Değişik ideolojilerin üretmiş olduğu fikirler ile Müslümanların önüne tuzaklar kurulduğu bilinmelidir. Şüpheci yaklaşımlar ile başlayan bu fikirler zamanla yayılmakta ve gençlerin zihinleri kirletilmektedir. Zamanla sınırları Allah'ın koyduğu unutturulmakta, farklı yaşam tarzları ve düşünceleri benimsetilerek haram – helal, doğru – yanlış kriterleri insan merkezli olmakta bunun sonunda sadece çıkarlarını düşünen, hedonist, Allah’ı yaşadığı hayata müdahale ettirmeyen, kendi kutsalını kendisi belirleyen, her türlü sosyal şartlara uyum sağlayan tanrılar edinen, nefse hoş gelen her şeyi mubah olarak algılayan, beklentileri büyük, yaşamın sadece bu dünyadan ibaret olduğu düşüncesine kapılı seküler olan ve ‘kitleselliği’ yani herkesin yaptığı anlayışı meşru kabul eden bir yaşantı ortaya çıkmaktadır.
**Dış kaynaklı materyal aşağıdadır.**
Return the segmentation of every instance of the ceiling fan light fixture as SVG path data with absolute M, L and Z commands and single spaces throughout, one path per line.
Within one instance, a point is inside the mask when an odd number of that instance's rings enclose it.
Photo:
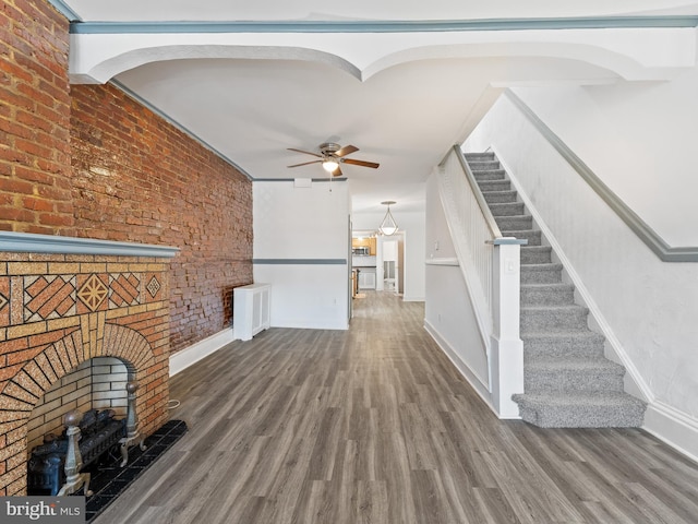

Bakara 95. Ve 96 ayetler “Ama kendi elleriyle yapıp ettikleri ortadayken bunu hiçbir zaman temenni etmeyecekler: Allah zalimleri her halleriyle bilmektedir. Ve sen onları başkalarından daha ihtirasla hayata sarılmış göreceksin, hatta Allah'tan başkasına ilahlık yakıştırmaya şartlanmış olanlardan bile daha çok onların her biri binlerce yıl yaşamak ister; hâlbuki uzun yaşaması, böyle birini (ahirette) azaptan kurtarmaz; zira Allah onun bütün yapıp ettiklerini görmektedir.” Bu ayetler uzun yaşama arzusuna kapılan birinin ahireti unutmasından dolayı dünyaya dalan ve dünyalık mal mülk, servet biriktirme sevdası içindeyken Allah’ı ve ahiretteki hesabı unutan birisinin günahlara dalıp mahvolup gittiğini göstermektedir.
Sınırları Allah tarafından konulmuş bir yaşam tarzını din olarak benimsemiş olmaktan dolayı Allah’a sonsuz hamd ve şükür edelim. Sınır tanımayan insanoğlunu hiçbir güç durduramaz. Tarih buna sayısız örneğiyle şahittir.
Yeri gelmişken İslam hukukunda çok güzel bir kuralı hatırlatmakta fayda var. ‘seddi zerayi’. Bu kavram; haram, yasak ve zararlı olana vasıta olan davranışı menetmek, harama giden yolu tıkamak demektir.
Son bir cümleyle bugün ki yazımıza son verelim. Namazın girmediği bedene günah girer. Selam ve dua ile…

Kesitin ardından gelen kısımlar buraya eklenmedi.